Battle flags in World War II kept an unofficial record of the number of ships a submarine sank. Warships were represented by the rising sun version of the Japanese flag, while the merchant vessels were represented by the "meatball" flags. The submarine's logo was also featured on the flag. In this case, a large sea slug breaching from the ocean launching torpedoes. All hand sewn on a cloth backing in simple black frame. 

The first USS Trepang (SS/AGSS-412) was a Balao-class submarine in the United States Navy.

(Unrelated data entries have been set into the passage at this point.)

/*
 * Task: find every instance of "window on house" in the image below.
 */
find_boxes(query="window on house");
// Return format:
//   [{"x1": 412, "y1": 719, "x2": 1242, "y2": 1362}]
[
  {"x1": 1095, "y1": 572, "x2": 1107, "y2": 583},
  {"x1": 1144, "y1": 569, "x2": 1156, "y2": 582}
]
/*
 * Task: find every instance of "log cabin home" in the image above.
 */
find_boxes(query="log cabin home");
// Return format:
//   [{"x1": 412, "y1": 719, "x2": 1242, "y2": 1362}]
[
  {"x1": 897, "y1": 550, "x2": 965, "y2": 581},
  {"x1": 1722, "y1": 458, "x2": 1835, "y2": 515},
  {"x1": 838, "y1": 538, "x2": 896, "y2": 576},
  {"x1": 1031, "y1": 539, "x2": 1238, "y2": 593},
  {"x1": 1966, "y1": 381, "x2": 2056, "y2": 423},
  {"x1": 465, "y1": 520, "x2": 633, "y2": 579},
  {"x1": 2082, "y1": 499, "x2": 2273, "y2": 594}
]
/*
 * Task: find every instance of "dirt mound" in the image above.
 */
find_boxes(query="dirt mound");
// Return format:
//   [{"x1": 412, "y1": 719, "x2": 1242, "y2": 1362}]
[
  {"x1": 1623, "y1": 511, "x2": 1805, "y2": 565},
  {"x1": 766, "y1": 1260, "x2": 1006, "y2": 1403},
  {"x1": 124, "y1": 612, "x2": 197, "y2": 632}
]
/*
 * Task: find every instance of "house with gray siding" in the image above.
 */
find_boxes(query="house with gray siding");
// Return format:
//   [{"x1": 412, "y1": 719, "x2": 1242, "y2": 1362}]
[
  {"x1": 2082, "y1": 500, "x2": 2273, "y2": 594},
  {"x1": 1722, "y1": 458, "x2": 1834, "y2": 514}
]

She was named for the trepang, a marine animal sometimes called a 'sea slug' or a 'sea cucumber', having a long, tough, muscular body and found in the coral reefs of the East Indies. When the contract to build her was awarded to Mare Island Navy Yard in Vallejo, California, SS-412 was to be named Senorita, which would have made her the only USN ship to be named for the senorita, a brilliantly colored kelpfish found along the California coast. She was renamed Trepang on 24 September 1942, and her keel was laid down on 25 June 1943. She was launched on 23 March 1944 sponsored by Mrs. R. M. Davenport, the wife of the submarine's prospective commanding officer, and commissioned on 22 May 1944 with Commander Roy Milton Davenport—already a three-time Navy Cross winner—in command. Following shakedown out of San Diego, California, Trepang departed the West Coast on 15 August 1944 and proceeded to Hawaii where her crew trained and prepared the ship for combat. This banner comes with an 11 page copy of first hand accounts of events from two sailors on board the USS Trepang during its deployment. 33 inch x 26 inch.